Nach dem Tod muss daher die Versicherungssituation der Familienmitglieder neu geprüft werden.

Die CNS steht Ihnen für weitere Informationen per E-Mail oder Telefon zur Verfügung.

Siehe auch: „ Adress-/Statusänderung"

Aufrechterhaltung des Versicherungsschutzes während der Prüfung einer Hinterbliebenen-/Waisenpension

Bis zur Entscheidung der Nationalen Pensionsversicherungsanstalt (CNAP) (oder der zuständigen ausländischen Pensionsversicherunganstalt) können bestimmte Schritte erforderlich sein, um eine Unterbrechung des Versicherungsschutzes zu vermeiden.

Je nach Situation:

  • Der hinterbliebene Ehepartner kann, wenn er keiner beruflichen Tätigkeit nachgeht oder keine eigene Pension bezieht, einen Antrag auf Mitgliedschaft oder eine vorübergehende Verlängerung des Versicherungsschutzes stellen.
  • Für Kinder kann bis zur Entscheidung der CNAP ein Antrag auf Mitversicherung beim anderen Elternteil erforderlich sein.

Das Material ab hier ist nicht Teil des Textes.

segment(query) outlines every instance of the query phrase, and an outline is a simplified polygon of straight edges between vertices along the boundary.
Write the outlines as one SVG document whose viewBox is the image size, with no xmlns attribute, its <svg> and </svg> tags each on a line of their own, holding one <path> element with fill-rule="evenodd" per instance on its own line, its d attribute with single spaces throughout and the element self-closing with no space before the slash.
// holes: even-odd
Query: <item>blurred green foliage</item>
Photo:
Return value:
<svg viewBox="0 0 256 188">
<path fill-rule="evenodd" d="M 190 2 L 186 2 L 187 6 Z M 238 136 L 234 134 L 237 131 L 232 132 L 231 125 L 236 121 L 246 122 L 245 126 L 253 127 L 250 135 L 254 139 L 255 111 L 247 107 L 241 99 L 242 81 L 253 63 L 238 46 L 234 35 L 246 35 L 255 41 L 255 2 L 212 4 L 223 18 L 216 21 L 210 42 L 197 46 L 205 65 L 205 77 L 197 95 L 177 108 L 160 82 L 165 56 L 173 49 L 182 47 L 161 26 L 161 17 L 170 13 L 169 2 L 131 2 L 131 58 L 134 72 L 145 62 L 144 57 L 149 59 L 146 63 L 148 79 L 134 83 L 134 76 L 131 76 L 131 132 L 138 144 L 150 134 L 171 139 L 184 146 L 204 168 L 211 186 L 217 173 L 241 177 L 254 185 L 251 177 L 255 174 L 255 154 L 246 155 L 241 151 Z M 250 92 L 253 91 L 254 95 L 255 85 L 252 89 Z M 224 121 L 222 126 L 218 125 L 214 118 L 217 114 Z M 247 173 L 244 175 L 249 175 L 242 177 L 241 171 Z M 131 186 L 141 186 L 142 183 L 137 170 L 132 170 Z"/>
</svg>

Die CNS wird mit Ihnen die Möglichkeit einer vorübergehenden Lösung prüfen.

Nach der Entscheidung der CNAP wird die Versicherungssituation entsprechend den gewährten Ansprüchen angepasst, insbesondere wenn die Hinterbliebenenpension rückwirkend gewährt wird.

Siehe auch: "Adress-/Statusänderung"

Hinterbliebenenpension(CNAP)

Der Tod eines Versicherten kann einen Anspruch auf eine Hinterbliebenenpension begründen, insbesondere für den überlebenden Ehepartner und gegebenenfalls für die Kinder (Waisenpension)

Diese Pension wird nicht automatisch gewährt und muss bei der Caisse nationale d'assurance pension (CNAP) beantragt werden.

Wichtig: Der Antrag auf oder die Prüfung einer Hinterbliebenenpension hat keine unmittelbaren Auswirkungen auf die Mitgliedschaft bei der CNS. Die Mitversicherung endet mit dem Tod des Hauptversicherten.

Bis zur Entscheidung der CNAP können bestimmte Schritte erforderlich sein, um eine Unterbrechung des Versicherungsschutzes zu vermeiden.

Siehe auch: "Adress-/Statusänderung"

Zusammenfassung – Nach einem Sterbefall

Nach dem Tod eines Versicherten wird empfohlen:

  • die Versicherungssituation der Familienangehörigen zu überprüfen;
  • die notwendigen Schritte einzuleiten, um eine Unterbrechung des Versicherungsschutzes zu vermeiden;
  • gegebenenfalls einen Antrag auf Hinterbliebenenpension bei der CNAP zu stellen;
  • den Bestattungskostenzuschuss zu beantragen, wenn Bestattungskosten vorgestreckt wurden.